Stadtarchiv am Nordbad beteiligt sich an Hilfseinsätzen für Kölner Stadtarchiv

Schwabing · »Rettung dauert 30 Jahre«

Archivoberrat Dr. Ingo Schwab weiß um die Bedeutung des Kölner Stadtarchivs. Dort zu helfen, war deshalb selbstverständlich für ihn.	Foto: au

Archivoberrat Dr. Ingo Schwab weiß um die Bedeutung des Kölner Stadtarchivs. Dort zu helfen, war deshalb selbstverständlich für ihn. Foto: au

Schwabing · Als Dr. Ingo Schwab, Archivoberrat im Stadtarchiv München am Nordbad, vom Einsturz des Kölner Stadtarchivs im März erfuhr, war für ihn sofort klar: »Die brauchen Hilfe, da muss ich hin.« Einige Wochen später, nach Abschluss der ersten Rettungsmaßnahmen in Köln, war es dann soweit: In Absprache mit seinem Arbeitgeber fuhr er am 20. Mai für fünf Tage nach Köln, um die zahlreichen Helfer dort zu unterstützen.

»Meine Arbeit war eigentlich recht simpel, erzählt Schwab. So habe sein Tagesablauf im Großen und Ganzen daraus bestanden, Pappkisten mit zuvor von der Feuerwehr und dem Technischen Hilfsdienst geborgenem Material zu durchforsten und nach Überresten der Archivalien zu suchen.

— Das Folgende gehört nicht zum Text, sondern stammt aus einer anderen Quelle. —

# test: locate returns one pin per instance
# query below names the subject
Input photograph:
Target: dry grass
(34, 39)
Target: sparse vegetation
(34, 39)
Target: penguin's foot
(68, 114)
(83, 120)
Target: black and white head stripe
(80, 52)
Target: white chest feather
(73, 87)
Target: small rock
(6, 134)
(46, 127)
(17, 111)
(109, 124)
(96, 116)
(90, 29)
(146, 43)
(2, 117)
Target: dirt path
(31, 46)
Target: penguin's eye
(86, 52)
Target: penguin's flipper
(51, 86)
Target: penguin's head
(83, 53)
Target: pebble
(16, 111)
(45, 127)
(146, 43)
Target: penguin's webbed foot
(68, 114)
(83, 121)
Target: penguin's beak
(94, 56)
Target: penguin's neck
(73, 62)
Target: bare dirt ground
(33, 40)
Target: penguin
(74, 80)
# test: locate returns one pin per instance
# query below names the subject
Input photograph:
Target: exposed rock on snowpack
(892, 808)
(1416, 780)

Unangenehm sei dabei der ganze Staub und Dreck gewesen: »Da musste man dann schon mehrmals am Tag duschen.« Doch alles in allem sei es eine Arbeit gewesen, die jeder hätte machen können, betont er und erklärt bescheiden: »Ich habe da wirklich nichts Außergewöhnliches vollbracht.«

Für seine prompte Hilfe sieht Schwab auch einen persönlichen Grund. Denn in seiner beruflichen Laufbahn habe er das Kölner Archiv schon häufiger genutzt, um an Informationen zu kommen. »Erst im November war ich für Recherchearbeiten dort. Die Kölner Kollegen waren stets sehr freundlich und entgegenkommend«, erinnert er sich. Von dieser Hilfsbereitschaft jetzt etwas zurück zu geben, sei für ihn daher eine Selbstverständlichkeit. Und auch für das Münchner Stadtarchiv sieht Schwab einen Vorteil durch seine Hilfe. »Ich konnte viele nützliche Erfahrungen sammeln!« Diese könnten bei der Entwicklung zukünftiger Notfallpläne helfen.

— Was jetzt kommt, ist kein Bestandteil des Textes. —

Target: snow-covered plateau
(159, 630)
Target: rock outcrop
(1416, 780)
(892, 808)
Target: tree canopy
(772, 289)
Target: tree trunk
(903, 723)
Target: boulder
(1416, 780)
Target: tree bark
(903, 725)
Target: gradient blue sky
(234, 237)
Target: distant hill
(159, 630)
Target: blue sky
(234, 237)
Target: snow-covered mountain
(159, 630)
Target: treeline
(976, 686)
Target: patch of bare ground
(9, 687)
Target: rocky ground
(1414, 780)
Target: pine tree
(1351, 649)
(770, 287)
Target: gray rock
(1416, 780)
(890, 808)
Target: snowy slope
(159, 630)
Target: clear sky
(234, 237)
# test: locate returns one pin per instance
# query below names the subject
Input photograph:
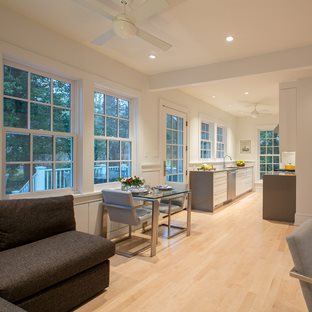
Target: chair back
(120, 206)
(299, 243)
(180, 200)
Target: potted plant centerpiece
(131, 182)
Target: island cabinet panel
(219, 188)
(209, 189)
(279, 197)
(244, 181)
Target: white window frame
(32, 132)
(210, 139)
(259, 152)
(224, 140)
(100, 186)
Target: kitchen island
(279, 197)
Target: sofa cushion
(27, 220)
(27, 269)
(6, 306)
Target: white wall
(304, 150)
(288, 116)
(247, 129)
(25, 42)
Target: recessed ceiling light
(229, 38)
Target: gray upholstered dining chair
(172, 205)
(122, 208)
(299, 243)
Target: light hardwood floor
(233, 261)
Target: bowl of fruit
(240, 163)
(206, 167)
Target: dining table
(154, 196)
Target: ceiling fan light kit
(254, 114)
(124, 27)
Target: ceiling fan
(124, 24)
(254, 113)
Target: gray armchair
(122, 208)
(299, 243)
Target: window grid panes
(112, 144)
(220, 143)
(38, 139)
(174, 148)
(205, 142)
(269, 152)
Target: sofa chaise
(45, 264)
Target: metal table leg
(105, 223)
(154, 227)
(188, 218)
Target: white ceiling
(197, 30)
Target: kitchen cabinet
(209, 189)
(244, 180)
(219, 188)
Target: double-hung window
(269, 152)
(112, 138)
(220, 144)
(205, 140)
(38, 131)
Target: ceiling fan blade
(104, 37)
(96, 7)
(142, 11)
(165, 46)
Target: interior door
(174, 145)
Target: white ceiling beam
(276, 61)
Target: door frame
(164, 107)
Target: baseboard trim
(300, 218)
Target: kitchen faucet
(224, 160)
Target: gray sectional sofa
(45, 264)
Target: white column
(85, 126)
(288, 116)
(304, 150)
(2, 184)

Das haben auch die staatlichen Archive Bayerns erkannt, die bereits 14 freiwillige Helfer nach Köln geschickt haben. »Die Mitarbeiter können vor Ort wichtige Erkenntnisse über die Folgen einer solchen Katastrophe und den Ablauf der Rettungseinsätze gewinnen«, weiß Christa Schmeißer, die Generaldirektorin. Deshalb werde man auch noch weitere Helfer nach Köln schicken. Ende Mai war eine achtköpfige Gruppe dort, die gemeinsam mit einer Restauratorin aus dem Stadtarchiv angepackt hat. Doch nicht nur aus Bayern kommt Unterstützung. »Aus ganz Deutschland waren und sind dort Menschen, die helfen. Sogar aus Tschechien kamen Freiwillige«, so Schwab. Die Zusammenarbeit mit all den Helfern, sei ziemlich kollegial gewesen.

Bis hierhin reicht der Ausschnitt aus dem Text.